El comercio entre Asia y el Mediterráneo oriental ha anotado un ligero incremento del 0,6%.

Tras un 2018 bastante mediocre, con un crecimiento de apenas un 0,6%, el tráfico de contenedores desde Asia hacia el Mediterráneo ha crecido un 3,1% entre enero y mayo de 2019, ya que en China han empezado a redirigir su atención hacia otros mercados para compensar la caída de los envíos hacia Estados Unidos.

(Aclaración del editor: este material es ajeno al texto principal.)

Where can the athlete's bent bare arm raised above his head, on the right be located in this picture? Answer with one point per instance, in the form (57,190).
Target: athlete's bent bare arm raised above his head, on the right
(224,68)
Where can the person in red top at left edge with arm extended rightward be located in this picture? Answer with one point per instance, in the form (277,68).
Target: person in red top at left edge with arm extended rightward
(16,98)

Concretamente, ha sido el tráfico desde Asia hacia el Mediterráneo occidental, incluido el norte de África, el que ha obtenido mejores resultados, con un ascenso del 5,9%. Gran parte del crecimiento se debe al aumento de las importaciones españolas, que se han visto reforzadas por el aumento del salario mínimo a principios de año.

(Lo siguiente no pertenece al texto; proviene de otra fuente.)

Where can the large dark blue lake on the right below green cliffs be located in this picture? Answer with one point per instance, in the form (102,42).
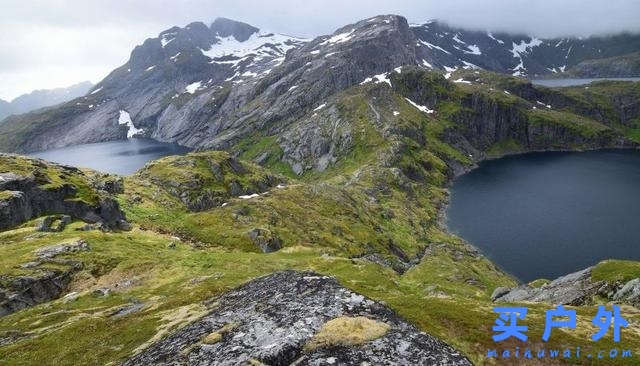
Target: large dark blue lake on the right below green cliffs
(543,215)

También han registrado datos positivos las importaciones italianas desde Asia, aunque el hecho de que se mantengan o no al alza dependerá de si el gobierno decide aplicar la baja de impuestos en la que está trabajando. En cualquier caso, parece poco probable que llegue a darse el caso, pues el país podría enfrentarse a una acción disciplinaria por parte de la Comisión Europea por su incapacidad para controlar la deuda pública.

En cuanto al comercio entre Asia y el Mediterráneo oriental, que se había reducido en un 1,5% en el año 2018, ha anotado un ligero incremento del 0,6% en los cinco primeros meses de 2019. No obstante, es poco probable que el crecimiento en este mercado se acelere, puesto que Turquía todavía está recuperándose de la crisis monetaria sufrida en el verano de 2018.

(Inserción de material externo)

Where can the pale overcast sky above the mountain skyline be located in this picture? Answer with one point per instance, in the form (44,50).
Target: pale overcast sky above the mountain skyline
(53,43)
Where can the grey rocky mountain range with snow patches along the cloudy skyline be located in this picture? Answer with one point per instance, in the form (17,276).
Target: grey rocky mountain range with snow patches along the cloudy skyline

En Oriente Medio, la nota positiva la pondrán las economías del Mar Negro y el Adriático por las fuertes importaciones registradas en Ucrania, aunque ninguno de ellos mueve los volúmenes de Turquía. A la vista de todos estos datos, de cara a la segunda parte del año, se espera un crecimiento moderado entre Asia y el Mediterráneo.

Se reduce la oferta disponible

En lo que respecta a la oferta, en el primer semestre los espacios disponibles en las conexiones desde Asia hacia el Mediterráneo se han mantenido por debajo de los niveles del mismo período del año pasado. Sin embargo, los factores de carga en el segundo trimestre rara vez han superado el 85%, lo que ha provocado el descenso de los fletes.

Por suerte, en el mes de mayo los buques viajaron al 90% de su capacidad, lo que ha permitido un incremento que se ha mantenido hasta finales del mes de junio. Posteriormente, a principios de julio, han vuelto a caer.